先輩は少し重くなったハーフコートを脱いで、それを毛布の変わりに膝に掛けてくれた。 僕はその時、数時間前先輩がマミの膝にコートを掛けてやっていたのをふと思い出した。
僕と先輩は座席に並んで腰かけ、1枚のコートで体を温めた。その時2人はマミの名前を口にする事さえしなかった。
「疲れただろう? 眠っていけよ」
先輩の手が肩に掛かり、その手が僕をそっと抱き寄せた。彼の肩にもたれ掛かると、すごく幸せな気持ちになれた。
先輩も僕の肩に寄り掛かり、目を閉じて列車の揺れに身を任せていた。
でも僕はまだ眠ってはいなかった。僕は窓の外に見える雪景色を、それからしばらく観察していた。
このまま雪が一晩降り続いてくれたら、僕は運命に勝つ事ができる。
一晩中雪が降り続いたら、あの古い校舎は2階の窓まで雪に埋まってしまうだろう。降りしきる雪は、きっとすべての物を覆い隠してくれる。
長い間列車に揺られて行くと、外が少しずつ薄暗くなってきた。
肩にもたれ掛かる先輩の顔は、空の色に合わせて青く変わっていった。彼の寝息は、ちゃんと僕の耳に届いていた。
僕はその時、先輩の右側に座っていた。僕が少しぐらい寝言を言っても、今の彼にはきっと聞こえない。
だから先輩の耳に唇を寄せ、小さな声でそっと囁いた。
「僕……先輩の事が好き」
それだけ言うと、すごくすっきりした。
マミはもういない。僕はこれでやっと以前の自分に戻れる。
僕は柳田先輩とどうにかなろうなんて思った事はなかった。僕の先輩に対する思いが、禁断の恋である事をちゃんと自覚していたからだ。
これからも僕は、ずっと彼のかわいい後輩であり続けたいと思う。
今まで以上に彼の事を愛し、時々彼の布団に潜り込み、これからゆっくりと平和だった2人の関係を取り戻していきたい。
そう思って眠る体制に入った時、先輩が突然目を開けて僕の顔を見つめた。
その時、雪に濡れた彼の髪はひどく乱れていた。先輩は眠そうな目を大きく見開き、瞬きもせずに僕を見つめていた。
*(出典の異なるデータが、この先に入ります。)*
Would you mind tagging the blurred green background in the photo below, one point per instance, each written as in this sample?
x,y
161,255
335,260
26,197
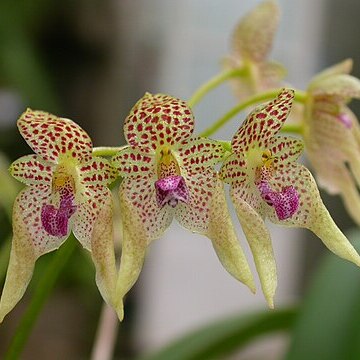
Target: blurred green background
x,y
82,60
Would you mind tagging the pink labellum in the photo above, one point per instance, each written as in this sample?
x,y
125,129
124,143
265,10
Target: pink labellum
x,y
171,190
345,119
55,221
285,202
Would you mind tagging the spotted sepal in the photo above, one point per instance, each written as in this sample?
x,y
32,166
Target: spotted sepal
x,y
32,170
158,120
52,137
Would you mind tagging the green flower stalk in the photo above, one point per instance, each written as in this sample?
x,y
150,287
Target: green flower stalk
x,y
250,47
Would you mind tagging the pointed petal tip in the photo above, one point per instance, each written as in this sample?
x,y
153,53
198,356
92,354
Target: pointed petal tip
x,y
270,302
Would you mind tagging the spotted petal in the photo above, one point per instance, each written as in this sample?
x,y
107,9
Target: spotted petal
x,y
138,194
134,245
285,149
51,137
234,169
263,123
254,34
158,120
30,241
194,215
312,213
32,170
222,234
199,153
335,141
97,171
249,208
131,162
102,252
89,201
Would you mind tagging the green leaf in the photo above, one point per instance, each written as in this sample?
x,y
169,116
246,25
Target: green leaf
x,y
226,336
328,326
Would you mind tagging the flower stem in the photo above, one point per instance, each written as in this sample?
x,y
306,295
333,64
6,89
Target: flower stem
x,y
300,97
107,150
106,334
38,300
213,83
292,129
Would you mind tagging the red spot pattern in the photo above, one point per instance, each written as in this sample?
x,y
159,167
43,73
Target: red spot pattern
x,y
50,136
32,170
263,123
158,120
97,172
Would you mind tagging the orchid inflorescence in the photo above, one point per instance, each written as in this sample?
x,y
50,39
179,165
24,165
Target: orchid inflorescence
x,y
168,172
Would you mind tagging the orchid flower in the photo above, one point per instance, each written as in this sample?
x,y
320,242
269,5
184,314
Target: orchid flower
x,y
66,189
332,134
251,44
267,182
167,173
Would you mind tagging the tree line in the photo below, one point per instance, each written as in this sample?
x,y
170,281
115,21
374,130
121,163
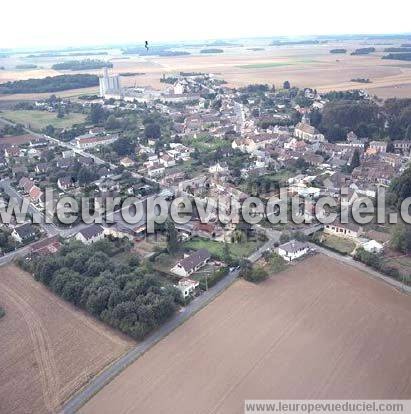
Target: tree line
x,y
127,296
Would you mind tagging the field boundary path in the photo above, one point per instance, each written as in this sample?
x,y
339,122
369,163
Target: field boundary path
x,y
96,384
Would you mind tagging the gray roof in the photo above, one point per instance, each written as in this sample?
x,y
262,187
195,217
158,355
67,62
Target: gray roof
x,y
91,231
190,262
293,246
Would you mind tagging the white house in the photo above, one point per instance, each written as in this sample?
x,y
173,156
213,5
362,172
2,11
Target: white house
x,y
348,230
24,233
187,286
307,132
292,250
373,246
192,263
90,234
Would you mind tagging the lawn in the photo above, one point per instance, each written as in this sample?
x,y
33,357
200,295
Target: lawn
x,y
340,244
38,120
237,250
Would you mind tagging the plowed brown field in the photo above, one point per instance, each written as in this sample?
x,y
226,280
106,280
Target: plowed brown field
x,y
48,349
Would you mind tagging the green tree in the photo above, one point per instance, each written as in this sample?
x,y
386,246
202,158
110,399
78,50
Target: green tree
x,y
172,237
355,161
401,238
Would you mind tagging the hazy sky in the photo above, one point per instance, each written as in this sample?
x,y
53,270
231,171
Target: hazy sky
x,y
49,23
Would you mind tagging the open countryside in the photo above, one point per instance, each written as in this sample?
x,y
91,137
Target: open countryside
x,y
48,349
319,330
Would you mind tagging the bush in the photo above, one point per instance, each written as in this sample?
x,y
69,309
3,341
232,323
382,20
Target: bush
x,y
255,275
124,295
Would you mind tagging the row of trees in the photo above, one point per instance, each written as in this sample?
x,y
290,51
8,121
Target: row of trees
x,y
127,295
85,64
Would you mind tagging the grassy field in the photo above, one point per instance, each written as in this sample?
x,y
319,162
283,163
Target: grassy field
x,y
344,246
40,119
237,250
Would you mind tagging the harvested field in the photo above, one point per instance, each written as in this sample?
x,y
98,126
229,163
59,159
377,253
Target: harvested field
x,y
48,350
38,120
303,65
321,329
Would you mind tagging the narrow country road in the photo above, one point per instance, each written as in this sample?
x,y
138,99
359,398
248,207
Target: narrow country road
x,y
78,400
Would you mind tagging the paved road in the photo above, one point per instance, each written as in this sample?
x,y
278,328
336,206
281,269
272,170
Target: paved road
x,y
110,373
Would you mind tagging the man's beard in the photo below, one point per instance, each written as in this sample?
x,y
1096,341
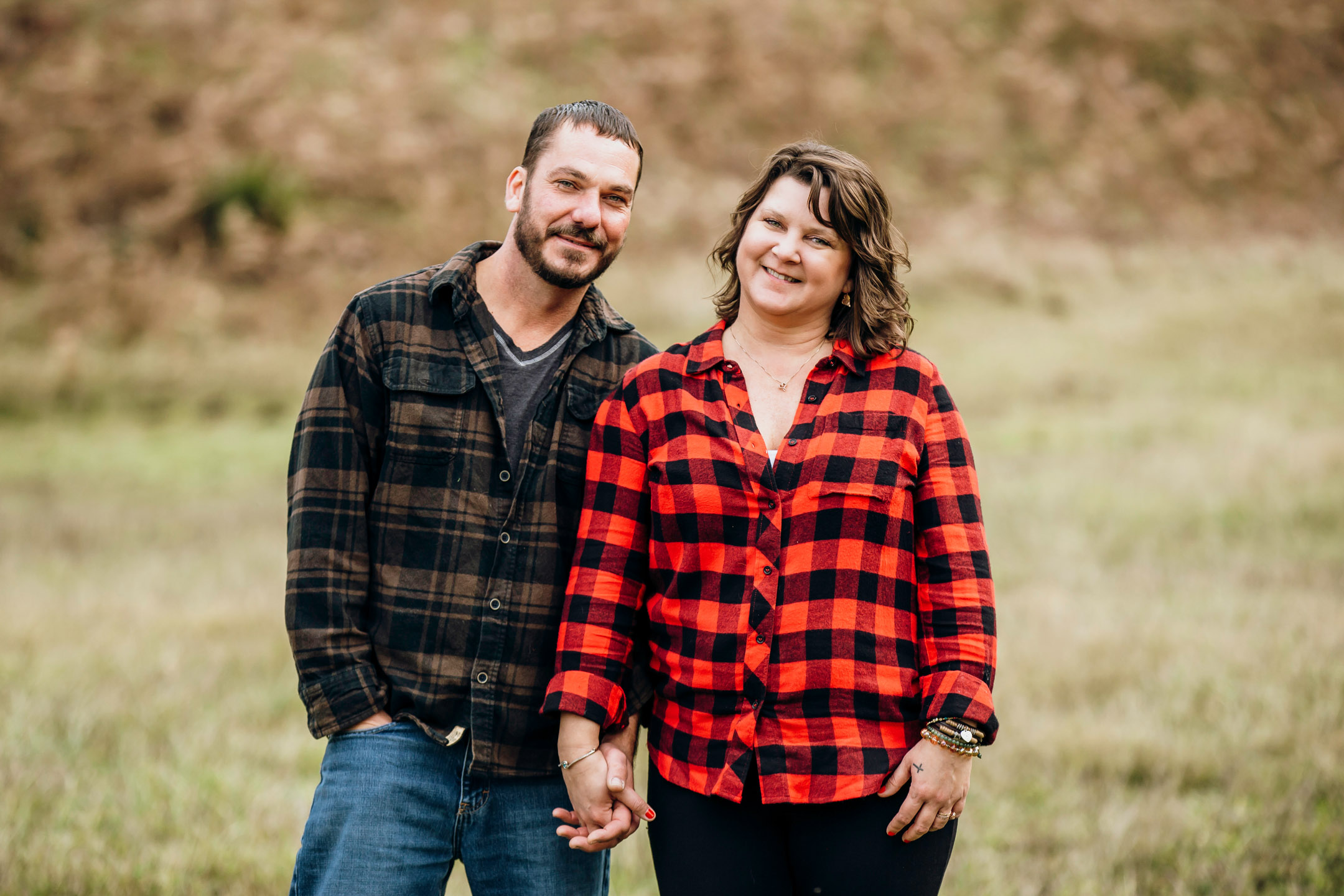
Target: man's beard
x,y
528,241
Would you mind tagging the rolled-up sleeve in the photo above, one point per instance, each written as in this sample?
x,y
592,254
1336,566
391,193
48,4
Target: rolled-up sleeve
x,y
958,632
610,567
332,467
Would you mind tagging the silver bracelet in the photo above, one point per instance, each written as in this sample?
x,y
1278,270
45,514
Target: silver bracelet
x,y
565,766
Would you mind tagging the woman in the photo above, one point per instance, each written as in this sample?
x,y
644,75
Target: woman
x,y
785,511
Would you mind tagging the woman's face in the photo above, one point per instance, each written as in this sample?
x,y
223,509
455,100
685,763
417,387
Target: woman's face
x,y
791,265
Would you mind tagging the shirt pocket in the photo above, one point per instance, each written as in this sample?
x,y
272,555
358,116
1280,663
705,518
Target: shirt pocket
x,y
869,454
581,403
424,504
429,408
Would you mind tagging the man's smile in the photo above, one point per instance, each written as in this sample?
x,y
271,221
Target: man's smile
x,y
576,241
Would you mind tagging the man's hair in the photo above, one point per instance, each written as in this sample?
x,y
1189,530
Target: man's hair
x,y
878,319
605,120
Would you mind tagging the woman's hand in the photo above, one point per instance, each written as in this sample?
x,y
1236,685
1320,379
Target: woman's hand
x,y
601,817
594,810
940,781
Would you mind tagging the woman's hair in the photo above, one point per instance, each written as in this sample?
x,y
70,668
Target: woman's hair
x,y
878,317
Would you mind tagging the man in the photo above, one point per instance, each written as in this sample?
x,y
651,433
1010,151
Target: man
x,y
434,489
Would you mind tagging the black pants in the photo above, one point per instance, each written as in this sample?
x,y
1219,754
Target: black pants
x,y
709,846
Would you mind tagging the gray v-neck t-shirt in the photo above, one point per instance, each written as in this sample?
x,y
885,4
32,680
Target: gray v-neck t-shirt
x,y
525,379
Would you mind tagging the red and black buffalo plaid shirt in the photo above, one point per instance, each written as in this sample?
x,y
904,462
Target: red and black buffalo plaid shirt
x,y
812,615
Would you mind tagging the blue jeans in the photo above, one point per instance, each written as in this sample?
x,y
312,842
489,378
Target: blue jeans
x,y
394,810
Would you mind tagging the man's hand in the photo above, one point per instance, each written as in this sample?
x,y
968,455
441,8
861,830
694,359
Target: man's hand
x,y
940,781
376,721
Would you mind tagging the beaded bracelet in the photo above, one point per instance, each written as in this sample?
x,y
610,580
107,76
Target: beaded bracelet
x,y
948,743
959,729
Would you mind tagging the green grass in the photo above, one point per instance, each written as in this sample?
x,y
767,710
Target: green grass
x,y
1160,438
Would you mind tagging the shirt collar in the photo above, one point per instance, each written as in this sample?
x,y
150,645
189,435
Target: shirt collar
x,y
706,352
456,282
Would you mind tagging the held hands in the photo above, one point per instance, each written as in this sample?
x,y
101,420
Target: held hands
x,y
940,781
607,808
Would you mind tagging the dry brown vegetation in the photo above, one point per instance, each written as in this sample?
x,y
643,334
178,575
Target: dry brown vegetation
x,y
1124,222
1163,480
202,164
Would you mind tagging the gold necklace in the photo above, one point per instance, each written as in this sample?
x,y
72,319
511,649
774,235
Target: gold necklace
x,y
783,385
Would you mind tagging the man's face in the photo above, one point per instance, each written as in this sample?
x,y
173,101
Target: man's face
x,y
574,207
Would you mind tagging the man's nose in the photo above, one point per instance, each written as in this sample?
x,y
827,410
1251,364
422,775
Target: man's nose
x,y
588,212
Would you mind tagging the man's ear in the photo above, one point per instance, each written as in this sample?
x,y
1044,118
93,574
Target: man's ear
x,y
514,189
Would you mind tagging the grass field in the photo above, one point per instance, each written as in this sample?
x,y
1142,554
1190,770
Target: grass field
x,y
1160,436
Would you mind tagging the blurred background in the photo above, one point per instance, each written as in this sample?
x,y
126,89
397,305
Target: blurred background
x,y
1124,223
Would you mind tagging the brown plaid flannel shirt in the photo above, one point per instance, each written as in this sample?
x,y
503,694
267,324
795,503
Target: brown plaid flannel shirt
x,y
424,574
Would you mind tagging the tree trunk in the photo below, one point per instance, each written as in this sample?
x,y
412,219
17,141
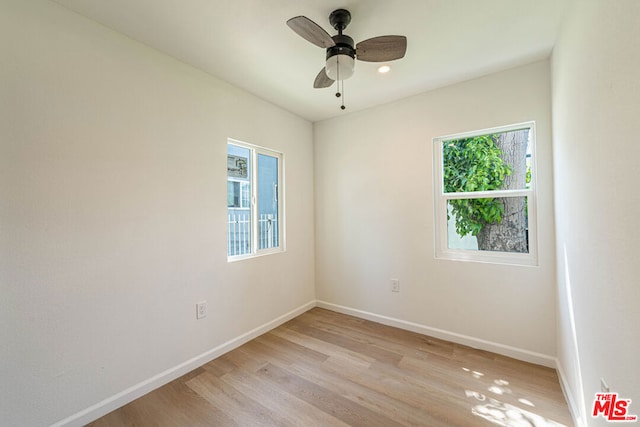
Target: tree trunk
x,y
511,234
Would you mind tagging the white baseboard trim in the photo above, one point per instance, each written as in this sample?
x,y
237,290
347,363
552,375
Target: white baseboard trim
x,y
578,421
505,350
138,390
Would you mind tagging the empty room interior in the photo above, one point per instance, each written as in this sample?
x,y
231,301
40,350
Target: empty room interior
x,y
347,279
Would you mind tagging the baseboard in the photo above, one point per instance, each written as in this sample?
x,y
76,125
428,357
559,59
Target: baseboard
x,y
578,421
505,350
130,394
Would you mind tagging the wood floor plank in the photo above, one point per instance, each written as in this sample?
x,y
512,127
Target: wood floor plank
x,y
328,369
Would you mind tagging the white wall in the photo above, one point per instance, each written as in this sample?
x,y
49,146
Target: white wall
x,y
596,152
113,216
374,215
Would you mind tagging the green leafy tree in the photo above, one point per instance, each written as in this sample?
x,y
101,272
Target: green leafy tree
x,y
485,163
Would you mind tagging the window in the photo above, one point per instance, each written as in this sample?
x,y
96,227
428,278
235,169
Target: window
x,y
485,195
254,204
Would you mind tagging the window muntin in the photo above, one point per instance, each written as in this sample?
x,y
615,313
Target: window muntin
x,y
485,195
254,207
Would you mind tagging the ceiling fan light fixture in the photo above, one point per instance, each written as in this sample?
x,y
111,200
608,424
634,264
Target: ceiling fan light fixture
x,y
340,67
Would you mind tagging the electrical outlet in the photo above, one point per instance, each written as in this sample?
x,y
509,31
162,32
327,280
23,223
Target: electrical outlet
x,y
201,310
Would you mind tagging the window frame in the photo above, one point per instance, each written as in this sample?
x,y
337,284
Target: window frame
x,y
441,199
254,151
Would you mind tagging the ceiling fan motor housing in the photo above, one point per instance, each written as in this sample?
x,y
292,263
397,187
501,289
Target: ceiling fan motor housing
x,y
341,58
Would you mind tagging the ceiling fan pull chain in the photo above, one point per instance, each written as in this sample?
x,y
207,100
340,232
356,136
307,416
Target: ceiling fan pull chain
x,y
338,78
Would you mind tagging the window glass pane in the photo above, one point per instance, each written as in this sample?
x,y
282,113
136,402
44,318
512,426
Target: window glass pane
x,y
498,161
239,170
268,223
498,224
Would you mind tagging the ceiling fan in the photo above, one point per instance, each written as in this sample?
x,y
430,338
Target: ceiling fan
x,y
341,51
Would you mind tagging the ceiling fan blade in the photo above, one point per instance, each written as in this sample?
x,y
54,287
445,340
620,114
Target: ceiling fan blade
x,y
381,49
310,31
322,80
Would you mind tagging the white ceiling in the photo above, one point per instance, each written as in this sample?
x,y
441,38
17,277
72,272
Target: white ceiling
x,y
247,42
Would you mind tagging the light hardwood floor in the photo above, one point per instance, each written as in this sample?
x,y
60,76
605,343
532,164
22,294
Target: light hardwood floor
x,y
328,369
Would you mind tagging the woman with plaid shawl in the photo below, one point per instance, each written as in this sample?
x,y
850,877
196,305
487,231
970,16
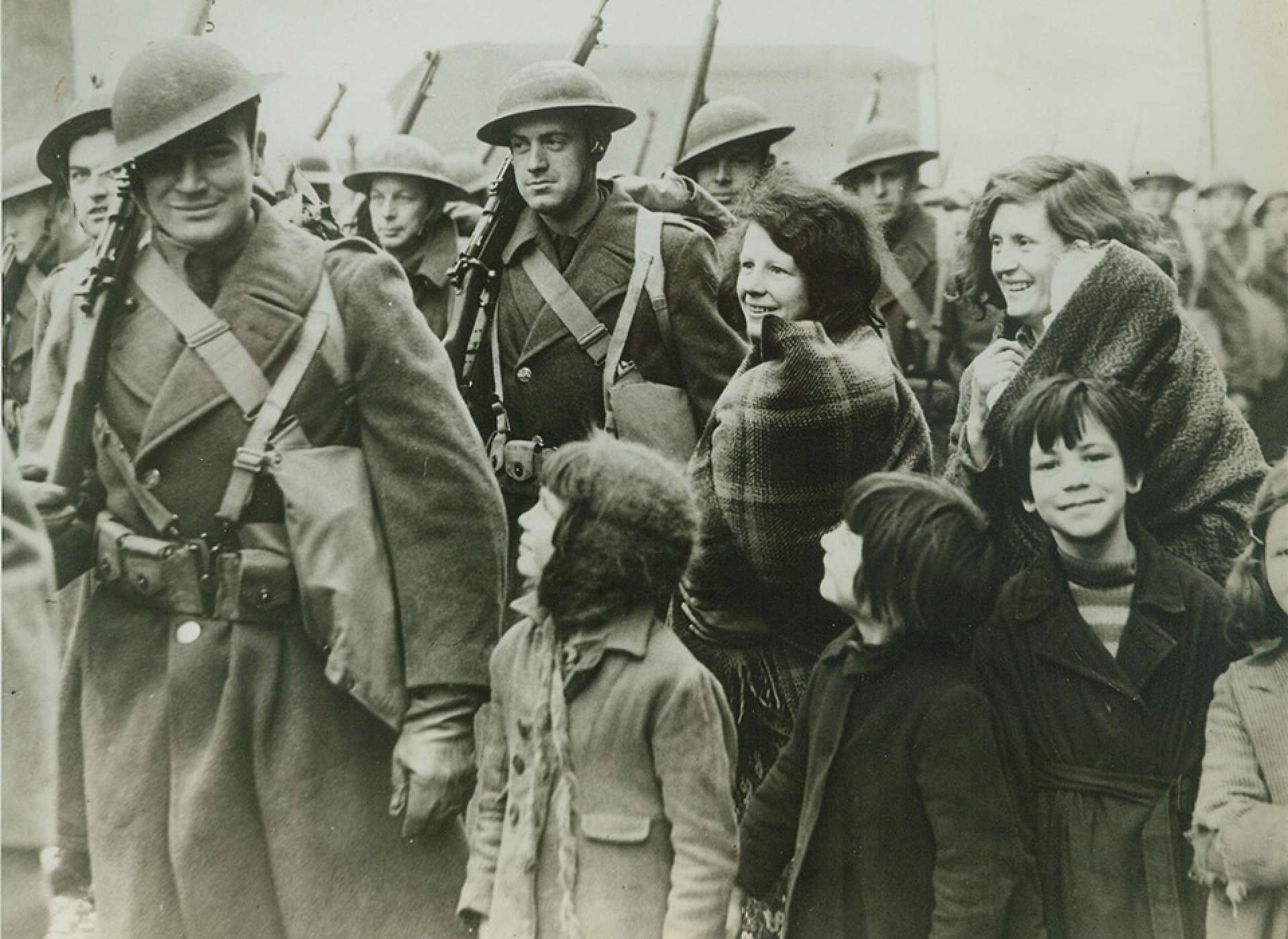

列車は大きなカーブに差し掛かり、スピードを落として尚も走り続けていた。
遠心力に引っ張られ、体が大きく先輩の方へと傾いた。その時彼は、その勢いを借りて突然両手で僕を抱き締めた。
ガタン、ガタン……。
さっきまでとは違う音が、列車の中に大きく響いていた。そして僕の横には、さっきまでとは違う先輩の姿があった。
僕の頬には先輩のセーターの感触があった。彼があまりにも強く抱き締めるから、少し胸が苦しかった。
「今言った事、本当?」
先輩の声が耳元でそう囁いた。
僕はその時、心臓がドキドキして何も言えなくなった。
先輩は右の耳が聞こえないはずだ。彼にはさっきの僕の声は聞こえていないはずだった。
大きなカーブを抜けると、列車はまたスピードを上げて走り始めた。 すると、僕を抱き締める先輩の手はそれに合わせて力が抜けた。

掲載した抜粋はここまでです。